Em caso de aprovação na Câmara, o projeto vai para sanção do prefeito. Boppré explica àqueles que não conhecem a capital de Santa Catarina, que a via em questão está em fase final de construção e fica entre os bairros da Trindade e Pantanal, que margeiam a UFSC. O vereador espera que a aprovação e a sanção do projeto ocorram antes da inauguração da obra.
“Estamos buscando sensibilizar os vereadores e o prefeito. A comunidade acadêmica e a família de Cancellier assumiram a proposta e também estão defendendo. A expectativa é que a Câmara aprove”, concluiu.
“Merecedor da homenagem”
A família de Cau comemora a iminência da homenagem. Seu irmão, Acioli Cancellier, explicou à Fórum que uma homenagem desta natureza, ou seja, quando há uma proposta da comunidade que é acolhida pelo legislativo e depois efetivada pelo município, remete ao fato que a pessoa homenageada é alguém que de certa maneira foi considerada merecedora da homenagem. “Ninguém vai homenagear um cidadão cuja vida progressa tenha máculas”, afirmou.
“Isso é importante para a família porque passamos mais de cinco anos, quase 6, dos fatos que resultaram na morte do Cau. O primeiro foi o indiciamento. Ele foi indiciado, preso, torturado e humilhado naquilo que ele achava mais importante, a universidade que o projetou. Onde mais do que ser reitor, foi estudante da graduação, mestrado e doutorado. Em seguida teve sua reputação destruída por certo setor da imprensa”, disse.
Acioli ainda coloca que no inquérito, que leva 108 páginas, não há qualquer prova sobre o desvio de dinheiro. Ele acabou sendo indiciado por associação criminosa junto com outros 6 professores, e por obstrução da Justiça após receber e acatar um parecer da principal autoridade jurídica da universidade.
“Não há uma linha sobre desvio de dinheiro. No entanto, ele foi preso às seis horas da manhã e às sete todos os órgãos de imprensa, dos portais de internet aos impressos, já estavam colocando que ele foi preso por desviar R$ 80 milhões da UFSC. Uma verdadeira fake news produzida pela Polícia Federal. Tanto que às dez horas da manhã no mesmo dia que ele foi preso, 14 de setembro de 2017, a delegada Érica Marena chamou todos os holofotes sobre si e falou que o reitor estava sendo preso por desviar os supostos R$ 80 milhões da UFSC, que não estavam no inquérito produzido por ela”, resumiu.
Quase seis anos depois ele ainda não foi inocentado pelo poder público.
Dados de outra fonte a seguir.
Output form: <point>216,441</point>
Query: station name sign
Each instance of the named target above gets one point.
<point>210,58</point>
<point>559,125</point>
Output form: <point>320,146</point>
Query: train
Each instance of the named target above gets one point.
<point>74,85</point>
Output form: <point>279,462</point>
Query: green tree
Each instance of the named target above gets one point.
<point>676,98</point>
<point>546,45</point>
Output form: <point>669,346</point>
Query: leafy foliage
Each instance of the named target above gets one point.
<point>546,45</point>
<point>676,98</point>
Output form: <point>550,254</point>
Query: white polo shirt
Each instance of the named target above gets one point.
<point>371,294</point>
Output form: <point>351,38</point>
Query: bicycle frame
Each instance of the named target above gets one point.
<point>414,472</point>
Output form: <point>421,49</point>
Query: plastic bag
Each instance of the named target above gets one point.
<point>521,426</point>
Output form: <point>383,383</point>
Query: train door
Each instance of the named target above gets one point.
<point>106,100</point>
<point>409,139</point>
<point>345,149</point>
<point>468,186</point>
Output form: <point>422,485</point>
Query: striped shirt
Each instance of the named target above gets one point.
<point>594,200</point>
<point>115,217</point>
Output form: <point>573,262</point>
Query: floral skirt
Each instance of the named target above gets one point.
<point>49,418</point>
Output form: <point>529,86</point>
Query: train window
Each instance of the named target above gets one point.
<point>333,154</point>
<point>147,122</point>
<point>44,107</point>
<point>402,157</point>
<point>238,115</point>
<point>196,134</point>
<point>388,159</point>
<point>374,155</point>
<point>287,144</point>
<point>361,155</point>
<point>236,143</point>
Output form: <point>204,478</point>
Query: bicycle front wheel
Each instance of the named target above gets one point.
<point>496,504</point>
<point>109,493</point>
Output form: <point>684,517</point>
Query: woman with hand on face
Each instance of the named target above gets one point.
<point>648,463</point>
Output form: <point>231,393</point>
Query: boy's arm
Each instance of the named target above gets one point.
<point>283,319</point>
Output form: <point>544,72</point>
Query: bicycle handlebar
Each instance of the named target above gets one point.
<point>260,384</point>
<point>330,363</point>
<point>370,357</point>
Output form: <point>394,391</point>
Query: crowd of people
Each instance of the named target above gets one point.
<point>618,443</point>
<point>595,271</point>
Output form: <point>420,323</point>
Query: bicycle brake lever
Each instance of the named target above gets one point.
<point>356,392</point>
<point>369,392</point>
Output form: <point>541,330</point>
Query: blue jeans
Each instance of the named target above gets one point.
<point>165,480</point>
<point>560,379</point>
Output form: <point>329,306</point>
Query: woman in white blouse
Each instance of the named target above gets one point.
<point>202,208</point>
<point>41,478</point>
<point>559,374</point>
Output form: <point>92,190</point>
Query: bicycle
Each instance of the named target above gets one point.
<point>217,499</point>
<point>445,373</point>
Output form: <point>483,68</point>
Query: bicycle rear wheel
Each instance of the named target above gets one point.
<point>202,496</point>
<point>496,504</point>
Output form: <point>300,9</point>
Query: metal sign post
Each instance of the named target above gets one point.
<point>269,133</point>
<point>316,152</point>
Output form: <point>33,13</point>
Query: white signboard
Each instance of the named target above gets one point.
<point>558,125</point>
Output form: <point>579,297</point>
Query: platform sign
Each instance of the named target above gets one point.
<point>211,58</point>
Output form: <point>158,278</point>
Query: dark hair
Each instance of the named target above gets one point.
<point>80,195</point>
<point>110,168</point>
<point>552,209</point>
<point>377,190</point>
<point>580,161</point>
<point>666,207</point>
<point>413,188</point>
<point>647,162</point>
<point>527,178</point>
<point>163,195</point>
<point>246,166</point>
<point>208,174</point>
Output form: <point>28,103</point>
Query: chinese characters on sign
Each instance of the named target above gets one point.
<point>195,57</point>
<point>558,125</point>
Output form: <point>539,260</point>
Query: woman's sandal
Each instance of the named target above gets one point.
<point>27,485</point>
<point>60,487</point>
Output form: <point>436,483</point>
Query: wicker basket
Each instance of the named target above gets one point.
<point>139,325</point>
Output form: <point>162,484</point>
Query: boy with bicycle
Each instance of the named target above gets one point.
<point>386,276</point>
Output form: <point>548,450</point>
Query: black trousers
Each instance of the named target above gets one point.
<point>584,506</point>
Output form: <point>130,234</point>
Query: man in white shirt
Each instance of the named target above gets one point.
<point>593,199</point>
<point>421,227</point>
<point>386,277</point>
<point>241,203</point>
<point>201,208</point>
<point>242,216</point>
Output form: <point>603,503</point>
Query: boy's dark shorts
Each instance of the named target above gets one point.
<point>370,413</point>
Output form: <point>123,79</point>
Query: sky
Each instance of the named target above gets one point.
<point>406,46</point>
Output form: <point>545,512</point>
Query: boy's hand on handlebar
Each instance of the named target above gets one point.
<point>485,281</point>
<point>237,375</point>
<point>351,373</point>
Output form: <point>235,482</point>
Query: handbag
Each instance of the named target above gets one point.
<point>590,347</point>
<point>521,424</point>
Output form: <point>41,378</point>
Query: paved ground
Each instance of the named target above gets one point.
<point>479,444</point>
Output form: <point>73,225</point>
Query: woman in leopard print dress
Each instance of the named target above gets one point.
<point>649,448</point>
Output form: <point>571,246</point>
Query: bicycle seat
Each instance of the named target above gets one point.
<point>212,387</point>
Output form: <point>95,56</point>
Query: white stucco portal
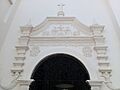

A Polícia Federal e o Ministério Público também não reconheceram seus erros no caso.Além disso, os professores que foram presos com Cancellier ainda sofrem processos. Com esse contexto em vista, Acioli coloca que um outro objetivo da família, mais a longo prazo, é buscar a responsabilização de todos os envolvidos na perseguição a Cau.
Pela mesma razão, o jornalista e amigo do ex-reitor, Áureo Moraes, tem divulgado o projeto que o homenageia e feito campanha pela sua aprovação. Áureo é funcionário da UFSC e era o chefe de gabinete de Cancellier. À época da prisão, foi a principal figura que denunciou os abusos de uma imprensa completamente alinhada ao lavajatismo. Ele explica à Fórum por quê durante todo esse tempo as coisas não andavam no sentido de reparar os danos à imagem do ex-reitor.
“Os episódios que culminaram com a morte dele se deram num período institucional na esfera federal em que tínhamos recém saído do golpe de 2016, mesmo ano que o Cancellier assumiu a UFSC. Após sua morte, a partir de 2018 passamos a viver esse período de atraso e de uma lógica de país que confrontava completamente o que a gente pensava e trabalhava tendo o Cau à frente. Mas a partir desse ano de 2023, Acioli e eu imaginamos que as possam andar, uma vez que temos um governo que defende os direitos humanos. E até pela vivência que o próprio presidente da República teve como vítima da mesma operação. Alimentamos evidentemente uma esperança, uma expectativa de que, no mínimo, o Estado possa dar agora um tratamento sério e responsável para aquilo que aconteceu - ao invés de ignorar como nos últimos anos”, explicou.
“Qualquer homenagem que tenha como o objetivo preservar a memória, valorizar os atos, as ações e o perfil dele sempre vai ser bem-vinda. Temos de lembrar dele como alguém que marcou sua passagem pela universidade”, concluiu.